An artistic take on young love and the pressures of sex in a digital-age, Peter Vack’s 9-minute short SEND finds new and inventive ways to tackle some relevant and relatable subjects. Although the themes covered in this film may already feel well-explored in the short film arena, Vack’s fresh approach means this is storytelling that always feels distinct and memorable.
“I knew two girls who were exposed to many of their peers after an explicit video or photo was passed around online”
SEND’s storyline originated when Writer/Director Vack realised that he wanted to make a film that focused on communicating on the Internet. Combining this with a desire to direct the gaze away from the computer screen, the filmmaker soon devised a playful approach to representing online space physically and the idea of the Internet as a stage was born. However, like many storytellers, Vack also used a personal experience to inspire his writing – “I knew two girls who were exposed to many of their peers after an explicit video or photo was passed around online”, says Vack. “At the time I was writing the script in 2011, this event was less common than it is now and I thought that it could work as the plot for a short film. Also, I am someone who is effected by what I see online and I know how emotionally large even the smallest piece of information from a significant person can feel. I can relate to having a very raw and complicated emotional experience in front of my computer screen and that felt new and strange and potentially good for cinema.”

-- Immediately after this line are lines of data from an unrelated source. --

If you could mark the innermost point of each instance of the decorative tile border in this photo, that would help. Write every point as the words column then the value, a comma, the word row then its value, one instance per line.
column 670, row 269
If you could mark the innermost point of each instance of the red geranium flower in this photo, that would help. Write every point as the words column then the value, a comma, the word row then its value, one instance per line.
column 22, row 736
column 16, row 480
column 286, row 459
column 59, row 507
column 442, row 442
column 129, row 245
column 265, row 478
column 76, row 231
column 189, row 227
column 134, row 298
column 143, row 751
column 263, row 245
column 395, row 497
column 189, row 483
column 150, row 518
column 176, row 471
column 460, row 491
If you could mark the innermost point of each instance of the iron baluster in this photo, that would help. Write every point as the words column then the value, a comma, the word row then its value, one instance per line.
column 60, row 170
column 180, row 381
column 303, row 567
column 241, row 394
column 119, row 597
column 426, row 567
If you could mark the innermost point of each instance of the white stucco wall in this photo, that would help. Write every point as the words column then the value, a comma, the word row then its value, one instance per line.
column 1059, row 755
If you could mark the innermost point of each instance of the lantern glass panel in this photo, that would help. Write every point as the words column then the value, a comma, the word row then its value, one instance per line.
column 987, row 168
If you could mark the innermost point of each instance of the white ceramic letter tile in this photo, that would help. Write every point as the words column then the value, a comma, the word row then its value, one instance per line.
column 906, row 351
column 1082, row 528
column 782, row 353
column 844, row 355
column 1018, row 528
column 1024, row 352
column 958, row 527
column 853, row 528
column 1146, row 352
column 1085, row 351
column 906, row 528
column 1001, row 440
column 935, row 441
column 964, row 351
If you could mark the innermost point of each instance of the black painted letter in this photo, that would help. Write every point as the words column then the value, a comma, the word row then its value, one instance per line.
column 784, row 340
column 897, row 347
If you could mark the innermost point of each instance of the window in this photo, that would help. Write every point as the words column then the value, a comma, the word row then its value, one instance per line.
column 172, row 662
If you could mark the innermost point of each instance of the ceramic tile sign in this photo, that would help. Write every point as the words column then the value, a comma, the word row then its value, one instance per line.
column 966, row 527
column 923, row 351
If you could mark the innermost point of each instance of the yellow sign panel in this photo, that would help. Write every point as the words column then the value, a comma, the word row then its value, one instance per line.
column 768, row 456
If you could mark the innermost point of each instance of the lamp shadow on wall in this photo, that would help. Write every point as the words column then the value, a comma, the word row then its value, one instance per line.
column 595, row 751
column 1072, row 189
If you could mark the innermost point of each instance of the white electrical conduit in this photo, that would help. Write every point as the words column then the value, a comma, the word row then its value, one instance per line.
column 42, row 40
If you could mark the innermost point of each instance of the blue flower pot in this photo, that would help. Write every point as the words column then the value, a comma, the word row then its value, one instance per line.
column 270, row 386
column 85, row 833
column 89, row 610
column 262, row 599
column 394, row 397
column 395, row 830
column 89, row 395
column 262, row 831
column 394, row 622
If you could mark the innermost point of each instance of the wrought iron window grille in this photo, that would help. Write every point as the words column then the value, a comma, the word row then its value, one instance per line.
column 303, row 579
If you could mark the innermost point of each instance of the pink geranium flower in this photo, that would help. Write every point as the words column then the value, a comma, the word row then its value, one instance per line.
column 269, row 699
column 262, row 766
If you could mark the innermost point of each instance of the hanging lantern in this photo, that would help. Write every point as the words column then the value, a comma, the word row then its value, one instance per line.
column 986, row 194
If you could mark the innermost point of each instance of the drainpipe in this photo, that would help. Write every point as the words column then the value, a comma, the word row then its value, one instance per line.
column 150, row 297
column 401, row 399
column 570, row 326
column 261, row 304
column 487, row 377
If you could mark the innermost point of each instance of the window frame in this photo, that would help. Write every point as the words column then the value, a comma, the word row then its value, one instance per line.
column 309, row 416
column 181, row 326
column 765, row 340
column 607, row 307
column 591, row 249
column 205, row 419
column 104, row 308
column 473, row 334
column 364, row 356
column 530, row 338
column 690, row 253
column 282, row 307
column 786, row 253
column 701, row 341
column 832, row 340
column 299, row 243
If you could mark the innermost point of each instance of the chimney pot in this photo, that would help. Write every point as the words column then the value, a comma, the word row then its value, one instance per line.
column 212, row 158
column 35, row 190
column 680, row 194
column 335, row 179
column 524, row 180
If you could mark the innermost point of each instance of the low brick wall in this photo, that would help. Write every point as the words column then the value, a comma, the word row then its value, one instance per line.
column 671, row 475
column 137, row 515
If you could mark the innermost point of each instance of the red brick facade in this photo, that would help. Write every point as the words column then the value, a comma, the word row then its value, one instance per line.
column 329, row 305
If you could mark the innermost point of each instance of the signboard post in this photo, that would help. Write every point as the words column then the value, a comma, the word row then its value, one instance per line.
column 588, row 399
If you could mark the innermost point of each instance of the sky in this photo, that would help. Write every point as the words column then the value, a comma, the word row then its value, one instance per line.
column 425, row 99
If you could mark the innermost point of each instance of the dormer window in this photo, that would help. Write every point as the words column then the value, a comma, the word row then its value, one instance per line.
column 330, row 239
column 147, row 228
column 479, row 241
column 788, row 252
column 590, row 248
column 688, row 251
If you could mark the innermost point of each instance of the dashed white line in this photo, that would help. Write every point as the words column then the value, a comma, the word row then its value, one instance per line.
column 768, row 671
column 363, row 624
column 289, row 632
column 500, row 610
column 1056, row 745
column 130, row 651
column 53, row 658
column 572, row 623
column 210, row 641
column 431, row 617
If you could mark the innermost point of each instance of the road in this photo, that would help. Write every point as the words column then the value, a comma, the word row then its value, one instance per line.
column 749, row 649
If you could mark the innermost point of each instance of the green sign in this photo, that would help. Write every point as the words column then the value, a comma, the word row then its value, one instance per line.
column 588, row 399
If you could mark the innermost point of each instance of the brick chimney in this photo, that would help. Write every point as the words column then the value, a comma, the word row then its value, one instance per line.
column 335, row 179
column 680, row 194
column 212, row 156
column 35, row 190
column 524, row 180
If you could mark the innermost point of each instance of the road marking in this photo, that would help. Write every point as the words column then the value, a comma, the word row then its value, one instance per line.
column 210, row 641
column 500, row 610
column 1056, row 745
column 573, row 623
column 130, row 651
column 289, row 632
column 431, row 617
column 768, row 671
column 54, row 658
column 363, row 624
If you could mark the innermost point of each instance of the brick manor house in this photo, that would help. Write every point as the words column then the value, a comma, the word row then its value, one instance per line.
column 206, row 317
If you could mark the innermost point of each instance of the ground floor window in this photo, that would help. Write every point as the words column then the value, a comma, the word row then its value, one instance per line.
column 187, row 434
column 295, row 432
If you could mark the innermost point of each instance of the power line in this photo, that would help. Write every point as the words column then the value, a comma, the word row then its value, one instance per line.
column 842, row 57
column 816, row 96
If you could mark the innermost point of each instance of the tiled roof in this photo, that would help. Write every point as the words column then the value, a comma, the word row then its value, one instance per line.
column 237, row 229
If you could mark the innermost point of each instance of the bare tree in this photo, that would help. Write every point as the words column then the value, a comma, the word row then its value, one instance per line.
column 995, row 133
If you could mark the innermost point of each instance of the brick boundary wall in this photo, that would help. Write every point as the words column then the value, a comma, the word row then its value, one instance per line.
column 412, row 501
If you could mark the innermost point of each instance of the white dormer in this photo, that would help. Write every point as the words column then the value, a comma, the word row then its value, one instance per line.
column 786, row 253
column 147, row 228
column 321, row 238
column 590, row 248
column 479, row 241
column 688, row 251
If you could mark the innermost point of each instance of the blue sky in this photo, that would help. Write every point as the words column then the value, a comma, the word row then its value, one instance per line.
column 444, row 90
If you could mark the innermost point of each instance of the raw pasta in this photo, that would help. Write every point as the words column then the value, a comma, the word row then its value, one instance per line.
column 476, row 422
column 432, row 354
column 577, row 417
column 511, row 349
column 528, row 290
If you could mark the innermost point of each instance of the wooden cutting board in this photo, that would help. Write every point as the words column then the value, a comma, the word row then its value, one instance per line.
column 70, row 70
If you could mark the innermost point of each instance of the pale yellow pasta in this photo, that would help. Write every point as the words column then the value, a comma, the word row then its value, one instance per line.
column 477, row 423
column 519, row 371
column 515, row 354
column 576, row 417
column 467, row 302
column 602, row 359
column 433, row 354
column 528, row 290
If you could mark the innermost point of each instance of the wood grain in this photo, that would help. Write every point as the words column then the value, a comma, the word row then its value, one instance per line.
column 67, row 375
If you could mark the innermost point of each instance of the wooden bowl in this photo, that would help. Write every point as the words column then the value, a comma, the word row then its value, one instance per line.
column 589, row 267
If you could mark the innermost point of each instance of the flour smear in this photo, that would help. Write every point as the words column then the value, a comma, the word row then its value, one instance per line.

Shot on an Arri Alexa equipped with Master Primes over 4 days, the director utilised easily accessible locations in his high school auditorium and producer Sarah’s bedroom, to achieve the desired look of his piece. With a crew of around 40-people working behind the camera and over 150 in-front, Vack’s production certainly wasn’t lacking in ambition. The film’s success rested largely in the impact of his “stage” scenes and what they portray and SEND’s director is appreciative of everyone who helped him in bringing his vision to screen. “I am especially grateful to everyone who came to sit in the audience”, says Vack, “and I adore every person who gave their time and energy to make this film extra special”.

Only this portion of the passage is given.